No, it's the famous Y combinator. The point is that *no* naming is needed, the names "Y" and "fac" were used only for convenience.
Just try
(lambda (function f) { return lambda(mixed y) { return (lambda(function x, mixed w) { return f(lambda(mixed z) { return x(x, z); }, w); }) (lambda(function x, mixed w) { return f(lambda(mixed z) { return x(x, z); }, w); }, y); };}) (lambda (function this_function, int x) { return (x == 0) ? 1 : x * this_function(x - 1); }) (17);
Say you have a function f(function g, x), this can be viewed as a transformation from (x->g(x)) to (x->f(g,x))f. In this case it's
lambda (function this_function, int x) { return (x == 0) ? 1 : x * this_function(x - 1); }
Y constructs a kind of "fix point" to this function:
f(Y(f), x) = Y(f)(x).
It's quite a remarkable fact that such a fix point operator exists, and even more remarkable that it can be written as a fairly short lambda expression.
To see why, one can start with Y(f)(x), and do one round of argument substitution of into the first lambda call.

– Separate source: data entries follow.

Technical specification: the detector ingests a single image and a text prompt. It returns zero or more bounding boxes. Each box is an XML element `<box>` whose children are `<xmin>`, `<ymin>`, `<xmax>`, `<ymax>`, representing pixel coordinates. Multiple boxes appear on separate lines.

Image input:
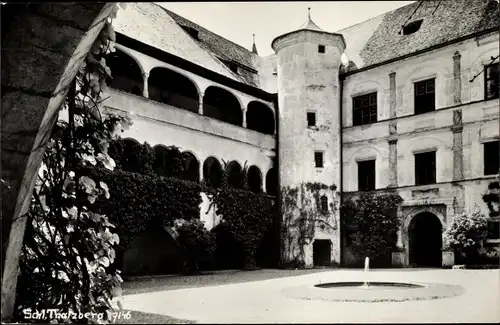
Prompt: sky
<box><xmin>157</xmin><ymin>1</ymin><xmax>414</xmax><ymax>56</ymax></box>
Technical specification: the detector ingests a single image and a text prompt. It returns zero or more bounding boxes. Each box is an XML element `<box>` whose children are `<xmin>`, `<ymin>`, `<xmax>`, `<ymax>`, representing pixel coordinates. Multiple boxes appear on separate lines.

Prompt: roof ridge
<box><xmin>337</xmin><ymin>0</ymin><xmax>419</xmax><ymax>33</ymax></box>
<box><xmin>153</xmin><ymin>2</ymin><xmax>258</xmax><ymax>56</ymax></box>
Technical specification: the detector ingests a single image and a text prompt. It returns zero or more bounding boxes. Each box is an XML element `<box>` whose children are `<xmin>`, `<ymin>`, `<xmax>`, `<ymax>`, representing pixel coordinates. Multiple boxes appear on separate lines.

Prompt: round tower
<box><xmin>271</xmin><ymin>9</ymin><xmax>346</xmax><ymax>266</ymax></box>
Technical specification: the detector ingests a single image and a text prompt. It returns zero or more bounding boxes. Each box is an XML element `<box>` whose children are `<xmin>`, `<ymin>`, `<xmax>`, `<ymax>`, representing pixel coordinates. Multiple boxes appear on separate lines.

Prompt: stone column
<box><xmin>453</xmin><ymin>51</ymin><xmax>462</xmax><ymax>105</ymax></box>
<box><xmin>0</xmin><ymin>3</ymin><xmax>116</xmax><ymax>321</ymax></box>
<box><xmin>198</xmin><ymin>91</ymin><xmax>205</xmax><ymax>115</ymax></box>
<box><xmin>142</xmin><ymin>72</ymin><xmax>149</xmax><ymax>98</ymax></box>
<box><xmin>389</xmin><ymin>72</ymin><xmax>396</xmax><ymax>118</ymax></box>
<box><xmin>451</xmin><ymin>110</ymin><xmax>464</xmax><ymax>181</ymax></box>
<box><xmin>241</xmin><ymin>107</ymin><xmax>247</xmax><ymax>128</ymax></box>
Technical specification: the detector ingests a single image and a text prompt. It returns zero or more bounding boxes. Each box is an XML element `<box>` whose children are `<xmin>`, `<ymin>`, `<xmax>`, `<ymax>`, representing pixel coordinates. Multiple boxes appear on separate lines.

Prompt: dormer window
<box><xmin>181</xmin><ymin>25</ymin><xmax>200</xmax><ymax>41</ymax></box>
<box><xmin>403</xmin><ymin>19</ymin><xmax>423</xmax><ymax>35</ymax></box>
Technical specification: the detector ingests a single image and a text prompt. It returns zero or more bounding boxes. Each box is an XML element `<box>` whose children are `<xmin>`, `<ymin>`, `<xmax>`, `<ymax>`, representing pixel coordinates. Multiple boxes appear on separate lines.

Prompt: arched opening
<box><xmin>247</xmin><ymin>101</ymin><xmax>276</xmax><ymax>134</ymax></box>
<box><xmin>182</xmin><ymin>151</ymin><xmax>200</xmax><ymax>182</ymax></box>
<box><xmin>108</xmin><ymin>138</ymin><xmax>144</xmax><ymax>172</ymax></box>
<box><xmin>248</xmin><ymin>166</ymin><xmax>262</xmax><ymax>193</ymax></box>
<box><xmin>227</xmin><ymin>160</ymin><xmax>243</xmax><ymax>189</ymax></box>
<box><xmin>313</xmin><ymin>239</ymin><xmax>332</xmax><ymax>266</ymax></box>
<box><xmin>123</xmin><ymin>226</ymin><xmax>182</xmax><ymax>276</ymax></box>
<box><xmin>266</xmin><ymin>167</ymin><xmax>278</xmax><ymax>196</ymax></box>
<box><xmin>106</xmin><ymin>50</ymin><xmax>144</xmax><ymax>96</ymax></box>
<box><xmin>148</xmin><ymin>68</ymin><xmax>199</xmax><ymax>113</ymax></box>
<box><xmin>203</xmin><ymin>157</ymin><xmax>222</xmax><ymax>188</ymax></box>
<box><xmin>203</xmin><ymin>86</ymin><xmax>243</xmax><ymax>126</ymax></box>
<box><xmin>153</xmin><ymin>145</ymin><xmax>184</xmax><ymax>178</ymax></box>
<box><xmin>211</xmin><ymin>224</ymin><xmax>243</xmax><ymax>270</ymax></box>
<box><xmin>408</xmin><ymin>212</ymin><xmax>443</xmax><ymax>267</ymax></box>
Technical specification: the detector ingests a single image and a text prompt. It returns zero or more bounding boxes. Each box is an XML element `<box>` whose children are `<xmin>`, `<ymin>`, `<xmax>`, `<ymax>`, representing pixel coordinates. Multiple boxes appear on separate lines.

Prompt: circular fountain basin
<box><xmin>284</xmin><ymin>281</ymin><xmax>464</xmax><ymax>302</ymax></box>
<box><xmin>315</xmin><ymin>282</ymin><xmax>425</xmax><ymax>290</ymax></box>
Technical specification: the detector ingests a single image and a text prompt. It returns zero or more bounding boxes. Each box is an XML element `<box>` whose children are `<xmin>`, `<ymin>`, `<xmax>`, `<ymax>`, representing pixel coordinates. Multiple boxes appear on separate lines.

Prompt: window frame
<box><xmin>413</xmin><ymin>150</ymin><xmax>437</xmax><ymax>186</ymax></box>
<box><xmin>357</xmin><ymin>159</ymin><xmax>377</xmax><ymax>192</ymax></box>
<box><xmin>314</xmin><ymin>150</ymin><xmax>325</xmax><ymax>168</ymax></box>
<box><xmin>483</xmin><ymin>140</ymin><xmax>500</xmax><ymax>176</ymax></box>
<box><xmin>484</xmin><ymin>62</ymin><xmax>500</xmax><ymax>100</ymax></box>
<box><xmin>413</xmin><ymin>77</ymin><xmax>436</xmax><ymax>115</ymax></box>
<box><xmin>306</xmin><ymin>111</ymin><xmax>317</xmax><ymax>128</ymax></box>
<box><xmin>352</xmin><ymin>91</ymin><xmax>378</xmax><ymax>126</ymax></box>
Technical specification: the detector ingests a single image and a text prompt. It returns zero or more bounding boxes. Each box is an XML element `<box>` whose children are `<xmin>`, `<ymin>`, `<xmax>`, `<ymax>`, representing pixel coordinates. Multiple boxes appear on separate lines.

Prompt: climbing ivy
<box><xmin>16</xmin><ymin>6</ymin><xmax>131</xmax><ymax>323</ymax></box>
<box><xmin>341</xmin><ymin>193</ymin><xmax>403</xmax><ymax>261</ymax></box>
<box><xmin>205</xmin><ymin>162</ymin><xmax>276</xmax><ymax>269</ymax></box>
<box><xmin>281</xmin><ymin>182</ymin><xmax>338</xmax><ymax>268</ymax></box>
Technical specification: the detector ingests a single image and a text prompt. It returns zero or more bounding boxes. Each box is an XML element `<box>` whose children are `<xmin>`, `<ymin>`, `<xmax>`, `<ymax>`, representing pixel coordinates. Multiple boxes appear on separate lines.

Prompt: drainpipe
<box><xmin>337</xmin><ymin>74</ymin><xmax>345</xmax><ymax>264</ymax></box>
<box><xmin>273</xmin><ymin>93</ymin><xmax>283</xmax><ymax>267</ymax></box>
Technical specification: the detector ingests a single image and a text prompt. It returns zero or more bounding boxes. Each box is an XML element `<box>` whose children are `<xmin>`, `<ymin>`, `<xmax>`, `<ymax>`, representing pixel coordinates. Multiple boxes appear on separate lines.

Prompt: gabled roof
<box><xmin>338</xmin><ymin>0</ymin><xmax>500</xmax><ymax>68</ymax></box>
<box><xmin>113</xmin><ymin>2</ymin><xmax>258</xmax><ymax>87</ymax></box>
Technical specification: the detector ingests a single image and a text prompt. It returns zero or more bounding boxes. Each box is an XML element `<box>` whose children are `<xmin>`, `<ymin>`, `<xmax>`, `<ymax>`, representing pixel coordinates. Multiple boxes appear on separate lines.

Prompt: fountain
<box><xmin>363</xmin><ymin>256</ymin><xmax>370</xmax><ymax>288</ymax></box>
<box><xmin>285</xmin><ymin>257</ymin><xmax>463</xmax><ymax>302</ymax></box>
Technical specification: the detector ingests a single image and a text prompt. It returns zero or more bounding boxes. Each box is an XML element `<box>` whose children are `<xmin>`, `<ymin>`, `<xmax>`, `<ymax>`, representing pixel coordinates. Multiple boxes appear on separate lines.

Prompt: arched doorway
<box><xmin>408</xmin><ymin>212</ymin><xmax>443</xmax><ymax>267</ymax></box>
<box><xmin>211</xmin><ymin>224</ymin><xmax>243</xmax><ymax>270</ymax></box>
<box><xmin>313</xmin><ymin>239</ymin><xmax>332</xmax><ymax>266</ymax></box>
<box><xmin>248</xmin><ymin>166</ymin><xmax>262</xmax><ymax>193</ymax></box>
<box><xmin>122</xmin><ymin>226</ymin><xmax>182</xmax><ymax>276</ymax></box>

After some rewriting out comes an expression that is equivalent to f(Y(f), x).
The usual definition is in a lambda language with curryfication of function arguments:
Y := (lambda (f) ((lambda (x) (f (lambda (z) ((x x) z)))) (lambda (x) (f (lambda (z) ((x x) z)))) ))
/ Niels Möller (igelkottsräddare)
Previous text:
2003-10-06 20:04: Subject: Re: Some tasks from the conference
Whoa, now that was a good entry for the next obfuscated Pike contest. :)
I take it that it's some kind of cheating to simply give a name to a lambda?
function Y (function f) { mixed g (mixed... args) { return f (g, @args); }; return g; }
/ Martin Stjernholm, Roxen IS